The Admissions Question
When black and Hispanic enrollments fell to near zero at law schools in California and Texas, many Americans thought they were seeing the future of higher education in an era of affirmative-action roll-backs. The University of Texas Law School enrolled only four new African-American students and Boalt Hall law school at the University of California, Berkeley, only one.
But it's becoming clear that the law schools' experience is not representative of higher education, or graduate education, generally. Medical schools and most other graduate programs in the University of California system, for instance, have not seen anything like the same drop-off in minority enrollments one year into the restructured admissions standards, which exclude ethnic preferences. In the med schools, the numbers of black and Hispanic students have remained steady, or increased slightly.
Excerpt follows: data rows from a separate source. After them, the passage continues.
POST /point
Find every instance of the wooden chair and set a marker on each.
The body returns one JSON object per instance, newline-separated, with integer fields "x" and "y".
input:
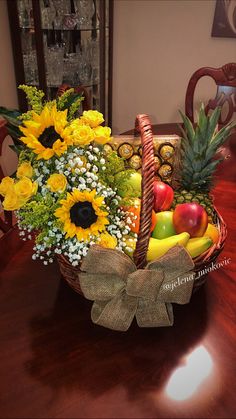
{"x": 225, "y": 79}
{"x": 86, "y": 103}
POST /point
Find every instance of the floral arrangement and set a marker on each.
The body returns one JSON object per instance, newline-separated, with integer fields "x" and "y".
{"x": 64, "y": 191}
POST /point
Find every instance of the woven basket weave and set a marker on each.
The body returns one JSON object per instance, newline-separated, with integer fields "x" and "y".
{"x": 202, "y": 262}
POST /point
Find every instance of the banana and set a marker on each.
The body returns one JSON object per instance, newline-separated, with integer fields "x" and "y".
{"x": 157, "y": 248}
{"x": 198, "y": 245}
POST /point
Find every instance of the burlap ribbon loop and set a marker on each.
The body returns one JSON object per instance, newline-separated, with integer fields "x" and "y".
{"x": 121, "y": 292}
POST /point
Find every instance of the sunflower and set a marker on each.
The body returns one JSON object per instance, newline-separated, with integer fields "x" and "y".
{"x": 82, "y": 214}
{"x": 47, "y": 134}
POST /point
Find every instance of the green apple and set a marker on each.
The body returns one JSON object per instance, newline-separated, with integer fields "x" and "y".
{"x": 164, "y": 225}
{"x": 130, "y": 187}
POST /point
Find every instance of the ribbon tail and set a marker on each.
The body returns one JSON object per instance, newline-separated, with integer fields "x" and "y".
{"x": 154, "y": 314}
{"x": 116, "y": 314}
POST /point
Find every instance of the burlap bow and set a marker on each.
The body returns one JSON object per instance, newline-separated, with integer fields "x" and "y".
{"x": 120, "y": 291}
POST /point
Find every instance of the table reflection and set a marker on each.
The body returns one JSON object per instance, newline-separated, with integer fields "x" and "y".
{"x": 185, "y": 380}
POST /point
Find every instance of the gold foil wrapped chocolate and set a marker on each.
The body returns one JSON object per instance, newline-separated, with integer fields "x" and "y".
{"x": 107, "y": 148}
{"x": 157, "y": 163}
{"x": 165, "y": 171}
{"x": 125, "y": 150}
{"x": 166, "y": 151}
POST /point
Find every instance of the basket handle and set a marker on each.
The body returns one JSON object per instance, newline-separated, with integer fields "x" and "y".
{"x": 143, "y": 126}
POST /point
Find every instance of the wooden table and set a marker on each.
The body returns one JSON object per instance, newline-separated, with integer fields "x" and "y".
{"x": 56, "y": 364}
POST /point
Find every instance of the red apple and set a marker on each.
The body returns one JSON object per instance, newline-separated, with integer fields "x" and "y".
{"x": 190, "y": 217}
{"x": 163, "y": 196}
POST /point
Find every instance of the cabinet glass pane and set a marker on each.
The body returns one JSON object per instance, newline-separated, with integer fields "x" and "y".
{"x": 27, "y": 36}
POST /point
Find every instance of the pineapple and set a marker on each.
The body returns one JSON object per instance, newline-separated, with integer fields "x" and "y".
{"x": 198, "y": 147}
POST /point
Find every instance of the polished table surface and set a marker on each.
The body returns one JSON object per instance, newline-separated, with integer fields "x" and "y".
{"x": 56, "y": 364}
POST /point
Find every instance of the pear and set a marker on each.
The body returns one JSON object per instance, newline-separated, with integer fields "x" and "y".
{"x": 157, "y": 248}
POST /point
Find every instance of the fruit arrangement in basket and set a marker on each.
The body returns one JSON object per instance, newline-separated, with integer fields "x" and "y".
{"x": 120, "y": 237}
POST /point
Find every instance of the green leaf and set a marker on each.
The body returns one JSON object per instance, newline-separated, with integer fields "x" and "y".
{"x": 212, "y": 123}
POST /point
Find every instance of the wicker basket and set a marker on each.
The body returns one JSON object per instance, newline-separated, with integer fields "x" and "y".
{"x": 202, "y": 262}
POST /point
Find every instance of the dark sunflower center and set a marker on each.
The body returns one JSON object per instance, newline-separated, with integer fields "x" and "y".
{"x": 48, "y": 137}
{"x": 82, "y": 214}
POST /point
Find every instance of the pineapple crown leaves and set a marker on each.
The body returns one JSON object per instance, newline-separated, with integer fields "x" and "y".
{"x": 35, "y": 100}
{"x": 198, "y": 147}
{"x": 70, "y": 100}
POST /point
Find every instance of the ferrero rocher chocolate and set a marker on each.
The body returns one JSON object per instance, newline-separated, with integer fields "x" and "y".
{"x": 125, "y": 150}
{"x": 158, "y": 178}
{"x": 157, "y": 162}
{"x": 166, "y": 151}
{"x": 107, "y": 148}
{"x": 165, "y": 171}
{"x": 135, "y": 162}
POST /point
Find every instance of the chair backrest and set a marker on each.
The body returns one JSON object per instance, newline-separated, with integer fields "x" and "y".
{"x": 86, "y": 103}
{"x": 225, "y": 80}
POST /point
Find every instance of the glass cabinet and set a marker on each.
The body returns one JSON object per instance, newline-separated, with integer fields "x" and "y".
{"x": 59, "y": 42}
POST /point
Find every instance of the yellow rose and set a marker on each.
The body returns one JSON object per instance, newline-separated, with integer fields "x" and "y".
{"x": 25, "y": 169}
{"x": 57, "y": 182}
{"x": 102, "y": 134}
{"x": 6, "y": 185}
{"x": 106, "y": 240}
{"x": 11, "y": 201}
{"x": 92, "y": 118}
{"x": 25, "y": 188}
{"x": 83, "y": 135}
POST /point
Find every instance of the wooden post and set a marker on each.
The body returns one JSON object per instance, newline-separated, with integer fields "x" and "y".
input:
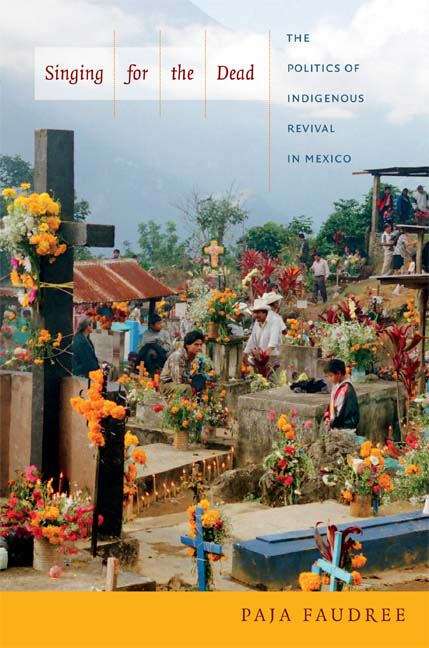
{"x": 419, "y": 251}
{"x": 423, "y": 303}
{"x": 112, "y": 574}
{"x": 54, "y": 174}
{"x": 374, "y": 214}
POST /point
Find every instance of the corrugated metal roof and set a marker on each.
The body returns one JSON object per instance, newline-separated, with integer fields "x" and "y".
{"x": 115, "y": 280}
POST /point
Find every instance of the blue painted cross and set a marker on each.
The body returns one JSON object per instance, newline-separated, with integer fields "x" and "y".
{"x": 202, "y": 549}
{"x": 332, "y": 568}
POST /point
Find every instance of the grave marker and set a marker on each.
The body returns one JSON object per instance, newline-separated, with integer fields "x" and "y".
{"x": 54, "y": 174}
{"x": 333, "y": 568}
{"x": 202, "y": 549}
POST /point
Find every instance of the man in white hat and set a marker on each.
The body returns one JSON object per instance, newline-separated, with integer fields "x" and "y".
{"x": 236, "y": 327}
{"x": 266, "y": 334}
{"x": 273, "y": 300}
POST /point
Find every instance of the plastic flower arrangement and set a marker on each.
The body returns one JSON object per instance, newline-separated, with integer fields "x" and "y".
{"x": 216, "y": 414}
{"x": 95, "y": 408}
{"x": 220, "y": 310}
{"x": 365, "y": 475}
{"x": 351, "y": 558}
{"x": 185, "y": 414}
{"x": 132, "y": 456}
{"x": 353, "y": 342}
{"x": 215, "y": 529}
{"x": 33, "y": 508}
{"x": 412, "y": 481}
{"x": 106, "y": 314}
{"x": 24, "y": 493}
{"x": 29, "y": 232}
{"x": 286, "y": 465}
{"x": 139, "y": 389}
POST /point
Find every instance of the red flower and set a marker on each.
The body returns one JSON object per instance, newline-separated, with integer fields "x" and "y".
{"x": 412, "y": 441}
{"x": 158, "y": 407}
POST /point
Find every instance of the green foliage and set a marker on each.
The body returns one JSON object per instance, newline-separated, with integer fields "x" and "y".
{"x": 268, "y": 238}
{"x": 216, "y": 216}
{"x": 161, "y": 248}
{"x": 413, "y": 485}
{"x": 276, "y": 239}
{"x": 353, "y": 219}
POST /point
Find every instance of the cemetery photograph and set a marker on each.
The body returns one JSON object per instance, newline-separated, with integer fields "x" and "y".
{"x": 214, "y": 356}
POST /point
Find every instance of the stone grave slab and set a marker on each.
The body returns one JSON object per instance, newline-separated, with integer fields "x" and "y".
{"x": 377, "y": 402}
{"x": 275, "y": 561}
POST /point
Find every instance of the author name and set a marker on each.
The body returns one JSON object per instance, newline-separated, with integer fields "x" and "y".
{"x": 324, "y": 615}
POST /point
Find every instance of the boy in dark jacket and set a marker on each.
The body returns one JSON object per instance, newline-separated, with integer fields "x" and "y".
{"x": 343, "y": 410}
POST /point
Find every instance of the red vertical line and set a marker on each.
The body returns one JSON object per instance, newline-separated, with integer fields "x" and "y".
{"x": 205, "y": 74}
{"x": 159, "y": 73}
{"x": 269, "y": 110}
{"x": 114, "y": 74}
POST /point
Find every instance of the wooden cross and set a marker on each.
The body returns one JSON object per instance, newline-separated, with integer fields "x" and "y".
{"x": 214, "y": 251}
{"x": 333, "y": 567}
{"x": 202, "y": 549}
{"x": 54, "y": 173}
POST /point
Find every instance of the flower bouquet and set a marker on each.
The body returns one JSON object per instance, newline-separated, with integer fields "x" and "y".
{"x": 132, "y": 456}
{"x": 221, "y": 310}
{"x": 351, "y": 558}
{"x": 215, "y": 529}
{"x": 29, "y": 233}
{"x": 24, "y": 493}
{"x": 286, "y": 465}
{"x": 186, "y": 418}
{"x": 95, "y": 408}
{"x": 353, "y": 342}
{"x": 365, "y": 481}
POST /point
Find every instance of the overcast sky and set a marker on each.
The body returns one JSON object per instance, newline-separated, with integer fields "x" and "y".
{"x": 151, "y": 161}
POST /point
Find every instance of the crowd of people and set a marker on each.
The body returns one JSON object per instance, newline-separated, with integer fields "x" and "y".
{"x": 407, "y": 208}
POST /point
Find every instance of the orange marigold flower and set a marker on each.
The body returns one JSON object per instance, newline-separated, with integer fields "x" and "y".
{"x": 357, "y": 578}
{"x": 412, "y": 469}
{"x": 365, "y": 449}
{"x": 385, "y": 482}
{"x": 358, "y": 561}
{"x": 139, "y": 456}
{"x": 309, "y": 582}
{"x": 347, "y": 495}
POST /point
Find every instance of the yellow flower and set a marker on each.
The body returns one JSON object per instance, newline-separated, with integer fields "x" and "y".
{"x": 358, "y": 561}
{"x": 365, "y": 449}
{"x": 412, "y": 469}
{"x": 51, "y": 513}
{"x": 357, "y": 578}
{"x": 210, "y": 517}
{"x": 130, "y": 439}
{"x": 8, "y": 193}
{"x": 309, "y": 582}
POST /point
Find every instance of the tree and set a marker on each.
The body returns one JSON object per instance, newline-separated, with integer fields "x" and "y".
{"x": 14, "y": 170}
{"x": 212, "y": 218}
{"x": 268, "y": 238}
{"x": 351, "y": 218}
{"x": 160, "y": 249}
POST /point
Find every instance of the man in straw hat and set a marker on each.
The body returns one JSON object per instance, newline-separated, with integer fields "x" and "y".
{"x": 266, "y": 335}
{"x": 273, "y": 300}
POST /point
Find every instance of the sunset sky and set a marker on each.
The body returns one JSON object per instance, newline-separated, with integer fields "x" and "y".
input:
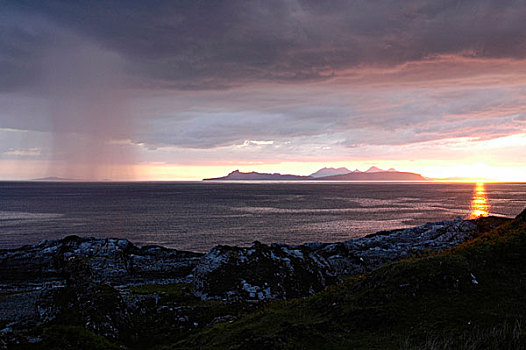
{"x": 182, "y": 90}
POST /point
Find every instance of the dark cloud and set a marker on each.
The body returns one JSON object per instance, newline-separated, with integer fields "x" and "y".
{"x": 214, "y": 44}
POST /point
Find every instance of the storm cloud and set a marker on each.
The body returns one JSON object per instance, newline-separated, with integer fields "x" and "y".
{"x": 103, "y": 82}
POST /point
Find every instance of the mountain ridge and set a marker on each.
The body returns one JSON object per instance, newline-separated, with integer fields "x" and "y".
{"x": 331, "y": 174}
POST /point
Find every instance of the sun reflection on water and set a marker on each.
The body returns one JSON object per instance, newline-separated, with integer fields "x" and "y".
{"x": 479, "y": 203}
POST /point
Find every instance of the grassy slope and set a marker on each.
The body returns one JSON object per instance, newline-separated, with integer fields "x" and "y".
{"x": 432, "y": 302}
{"x": 425, "y": 303}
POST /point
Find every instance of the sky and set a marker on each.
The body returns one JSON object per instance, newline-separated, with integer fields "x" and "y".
{"x": 183, "y": 90}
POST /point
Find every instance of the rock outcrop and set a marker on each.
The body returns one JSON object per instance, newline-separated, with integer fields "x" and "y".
{"x": 89, "y": 282}
{"x": 261, "y": 272}
{"x": 280, "y": 271}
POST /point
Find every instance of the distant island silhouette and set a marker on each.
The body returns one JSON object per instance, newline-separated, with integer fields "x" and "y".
{"x": 326, "y": 174}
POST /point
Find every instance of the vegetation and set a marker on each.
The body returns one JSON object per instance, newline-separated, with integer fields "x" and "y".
{"x": 470, "y": 297}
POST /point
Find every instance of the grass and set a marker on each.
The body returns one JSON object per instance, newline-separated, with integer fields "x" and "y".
{"x": 471, "y": 297}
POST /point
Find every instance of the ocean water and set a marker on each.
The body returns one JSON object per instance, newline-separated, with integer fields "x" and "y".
{"x": 198, "y": 215}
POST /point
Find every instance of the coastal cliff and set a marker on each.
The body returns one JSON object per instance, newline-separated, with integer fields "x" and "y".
{"x": 128, "y": 294}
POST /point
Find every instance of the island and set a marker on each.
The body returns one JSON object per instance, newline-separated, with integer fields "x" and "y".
{"x": 325, "y": 174}
{"x": 445, "y": 283}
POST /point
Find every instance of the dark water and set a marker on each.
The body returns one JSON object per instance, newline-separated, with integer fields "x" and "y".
{"x": 197, "y": 216}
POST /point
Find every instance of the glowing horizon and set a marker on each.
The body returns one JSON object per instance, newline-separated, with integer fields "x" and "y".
{"x": 189, "y": 91}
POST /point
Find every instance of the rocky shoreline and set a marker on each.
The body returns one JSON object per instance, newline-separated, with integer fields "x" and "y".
{"x": 97, "y": 280}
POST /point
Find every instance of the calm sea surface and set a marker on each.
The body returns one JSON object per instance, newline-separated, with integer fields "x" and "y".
{"x": 196, "y": 216}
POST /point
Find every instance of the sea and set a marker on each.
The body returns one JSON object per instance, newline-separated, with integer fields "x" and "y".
{"x": 199, "y": 215}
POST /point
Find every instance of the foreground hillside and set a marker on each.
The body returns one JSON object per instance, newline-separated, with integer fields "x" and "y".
{"x": 469, "y": 297}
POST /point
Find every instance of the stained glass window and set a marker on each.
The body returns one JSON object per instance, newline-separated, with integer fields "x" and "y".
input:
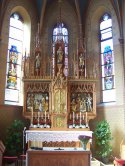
{"x": 60, "y": 33}
{"x": 107, "y": 59}
{"x": 15, "y": 49}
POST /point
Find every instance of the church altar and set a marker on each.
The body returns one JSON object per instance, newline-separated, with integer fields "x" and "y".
{"x": 58, "y": 157}
{"x": 53, "y": 136}
{"x": 59, "y": 96}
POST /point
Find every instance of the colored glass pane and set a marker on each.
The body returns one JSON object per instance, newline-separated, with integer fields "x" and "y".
{"x": 107, "y": 60}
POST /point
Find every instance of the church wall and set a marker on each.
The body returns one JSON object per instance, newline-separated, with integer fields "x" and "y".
{"x": 114, "y": 111}
{"x": 9, "y": 113}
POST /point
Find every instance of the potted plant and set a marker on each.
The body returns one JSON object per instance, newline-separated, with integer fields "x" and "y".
{"x": 14, "y": 138}
{"x": 103, "y": 137}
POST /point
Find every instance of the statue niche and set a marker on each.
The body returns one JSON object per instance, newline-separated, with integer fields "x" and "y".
{"x": 59, "y": 56}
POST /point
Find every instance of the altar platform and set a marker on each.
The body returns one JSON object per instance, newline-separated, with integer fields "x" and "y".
{"x": 58, "y": 157}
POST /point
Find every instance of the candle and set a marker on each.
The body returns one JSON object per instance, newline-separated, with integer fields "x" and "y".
{"x": 73, "y": 117}
{"x": 45, "y": 116}
{"x": 32, "y": 111}
{"x": 38, "y": 114}
{"x": 77, "y": 116}
{"x": 86, "y": 117}
{"x": 70, "y": 116}
{"x": 80, "y": 118}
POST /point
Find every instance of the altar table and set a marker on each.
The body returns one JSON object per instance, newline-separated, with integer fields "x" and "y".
{"x": 64, "y": 157}
{"x": 53, "y": 136}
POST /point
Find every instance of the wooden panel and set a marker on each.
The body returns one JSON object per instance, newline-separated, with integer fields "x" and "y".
{"x": 58, "y": 158}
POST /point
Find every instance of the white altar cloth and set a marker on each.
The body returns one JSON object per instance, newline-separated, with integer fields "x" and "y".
{"x": 48, "y": 136}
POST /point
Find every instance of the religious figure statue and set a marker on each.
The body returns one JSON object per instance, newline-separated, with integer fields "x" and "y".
{"x": 89, "y": 102}
{"x": 73, "y": 105}
{"x": 81, "y": 61}
{"x": 37, "y": 63}
{"x": 83, "y": 105}
{"x": 60, "y": 55}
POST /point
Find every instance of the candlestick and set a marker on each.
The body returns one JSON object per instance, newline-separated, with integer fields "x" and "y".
{"x": 73, "y": 118}
{"x": 45, "y": 117}
{"x": 77, "y": 116}
{"x": 31, "y": 116}
{"x": 86, "y": 117}
{"x": 70, "y": 116}
{"x": 80, "y": 118}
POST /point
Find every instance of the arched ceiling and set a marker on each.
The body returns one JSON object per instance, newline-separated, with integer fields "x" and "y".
{"x": 80, "y": 6}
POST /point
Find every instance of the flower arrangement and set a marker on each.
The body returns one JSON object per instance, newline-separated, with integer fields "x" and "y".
{"x": 84, "y": 140}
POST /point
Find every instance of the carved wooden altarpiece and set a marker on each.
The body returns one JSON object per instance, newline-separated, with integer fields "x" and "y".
{"x": 54, "y": 100}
The weight given standardized test scores is a major factor affecting these trends. Law schools, and business schools, for example, emphasize such scores as the best predictors of students' likely success. But test results are less central in medical schools. Some of these, such as the med school at the University of California, Davis, continue to stress outreach to underserved communities in their admissions process.
One result of this will be a vigorous reassessment of the role of standardized tests in college enrollments - especially in California, where the elimination of traditional affirmative action takes effect at the critical undergraduate level next fall. Administrators no longer allowed to admit students on the basis of ethnicity may be inclined to deemphasize SAT scores for all students in order to give added weight to other factors, including past academic achievement and family background.
Historically, blacks, Hispanics (and women, for that matter) have scored somewhat lower on the standard entrance exams than their white, male counterparts.
The ethnic issue aside, shrinking emphasis on test scores makes sense. Today, test-preparation and taking has become something of an industry, raising fresh questions about the exams' ability to gauge innate learning ability - and about the fairness of the whole process, since those who can pay for elaborate preparation have an obvious advantage.